On a February 2023 visit to The Alamo with her family, 13-year-old Sloane McNutt of Corsicana, Texas, first read Lt. Col. William Travis’ famed “Victory or Death” letter, as it’s become known, on a bronze plaque on the lawn in front of The Alamo.
“That’s kicked it off,” said Rusty Busby, Kendall County chair for the Alamo Letter Society project, the local effort to bring to the Kendall County Courthouse a plaque bearing the Feb. 24, 1836 appeal “to the People of Texas and all Americans in the World” to help reinforce Travis’ 157 men inside The Alamo against a pending attack by thousands of Mexican troops under the rule of Gen. Santa Anna.
Of 254 Texas counties, 23 have already erected a monument, sign or other method of displaying the letter, Busby said, with activity underway in 53 others, including Kendall.
“I’m a sixth-generation Texan, and have always been known as an Alamo-aniac,” said Busby, a member of the Alamo Historical Society.
Bill McNutt, father of now-15-year-old Sloane and one of four co-founders of the Alamo Letter Society effort, was the guest speaker at the Historical Society’s most recent meeting.
"It’s a great project,” Busby said. “So many people know about (the letter), but very few actually know what it says, or have ever had the chance to read it.”
In it, Travis — who arrived Feb. 3, 1836, with orders to destroy The Alamo, but instead stood to defend it — appeals for help to stave off an attack by Mexican troops.
“Our flag still waves proudly from the walls; I shall never surrender or retreat,” Travis wrote. “Then, I call on you in the name of Liberty, of patriotism & everything dear to the American character, to come to our aid, with all dispatch.”

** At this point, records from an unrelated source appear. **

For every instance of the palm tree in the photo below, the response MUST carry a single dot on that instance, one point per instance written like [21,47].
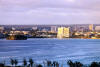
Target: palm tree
[16,62]
[31,62]
[12,62]
[24,62]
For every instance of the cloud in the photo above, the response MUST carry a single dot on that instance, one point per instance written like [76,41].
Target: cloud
[49,11]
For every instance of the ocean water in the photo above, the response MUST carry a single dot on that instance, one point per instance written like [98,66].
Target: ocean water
[61,50]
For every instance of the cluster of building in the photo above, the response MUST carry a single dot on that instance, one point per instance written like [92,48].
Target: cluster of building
[52,31]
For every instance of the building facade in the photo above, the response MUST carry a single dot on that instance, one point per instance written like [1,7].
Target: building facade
[63,32]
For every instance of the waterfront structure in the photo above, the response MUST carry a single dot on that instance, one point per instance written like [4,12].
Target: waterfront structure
[97,28]
[53,29]
[91,27]
[1,29]
[63,32]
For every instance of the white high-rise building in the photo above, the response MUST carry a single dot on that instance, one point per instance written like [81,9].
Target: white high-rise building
[63,32]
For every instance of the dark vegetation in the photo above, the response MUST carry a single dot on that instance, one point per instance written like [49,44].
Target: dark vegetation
[31,63]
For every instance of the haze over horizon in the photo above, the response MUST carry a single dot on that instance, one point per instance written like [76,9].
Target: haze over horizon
[49,12]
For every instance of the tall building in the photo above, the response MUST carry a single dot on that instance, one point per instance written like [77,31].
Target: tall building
[1,29]
[63,32]
[34,28]
[97,28]
[53,29]
[91,27]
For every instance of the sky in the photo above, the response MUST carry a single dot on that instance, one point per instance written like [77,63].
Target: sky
[49,11]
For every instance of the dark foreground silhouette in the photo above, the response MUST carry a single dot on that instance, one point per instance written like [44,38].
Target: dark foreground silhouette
[31,63]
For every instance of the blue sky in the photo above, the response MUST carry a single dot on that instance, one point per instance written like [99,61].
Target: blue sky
[49,11]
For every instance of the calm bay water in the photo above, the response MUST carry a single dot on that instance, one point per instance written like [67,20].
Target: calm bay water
[61,50]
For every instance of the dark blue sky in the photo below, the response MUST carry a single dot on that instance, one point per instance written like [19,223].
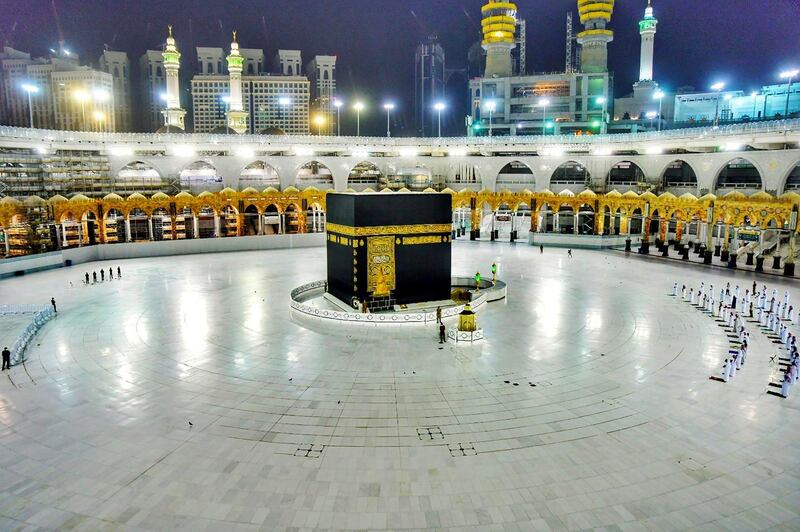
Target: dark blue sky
[744,42]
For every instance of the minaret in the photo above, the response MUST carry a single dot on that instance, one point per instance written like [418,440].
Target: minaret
[499,25]
[594,39]
[237,118]
[647,29]
[173,114]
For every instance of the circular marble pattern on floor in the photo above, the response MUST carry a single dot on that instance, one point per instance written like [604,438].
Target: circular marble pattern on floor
[188,396]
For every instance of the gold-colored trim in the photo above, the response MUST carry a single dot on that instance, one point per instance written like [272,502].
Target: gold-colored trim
[420,240]
[388,229]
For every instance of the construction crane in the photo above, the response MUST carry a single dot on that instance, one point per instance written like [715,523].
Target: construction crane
[61,41]
[569,65]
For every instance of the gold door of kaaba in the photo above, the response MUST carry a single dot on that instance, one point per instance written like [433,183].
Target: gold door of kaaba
[381,279]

He ended the letter with the famous phrase, “Victory or Death.”
“This is just an initial statement of freedom, liberty and patriotism,” Busby said.”Every Texan ought to have the chance to read his words and realize their dedication to stand and fight.”
The plaque will cost about $4,500 to create, Busby said. Shane Stolarczyk, Kendall County judge, personally is donating the funds needed to cast the bronze plaque.
“We have to come up with the rest,” Busby said, acknowledging his committee — Brydon Moon, Christina Bergmann Peese, Paul Barwick and himself — have already hit the fundraising trail.
“We’ve raised $750 already, and may need a couple grand more,” he said. “We hope to have it all in hand by July.”
The committee, he said, likely will meet with an appointed county commissioner to determine a logical point outside the Kendall County Courthouse for the plaque to be erected. Several designs have been established in other counties, providing a choice of efforts for Kendall.
Once the funds are gathered, Busby said it doesn’t take long to erect or place the bronze plaque, and a dedication ceremony will follow, likely sometime in September, he estimates.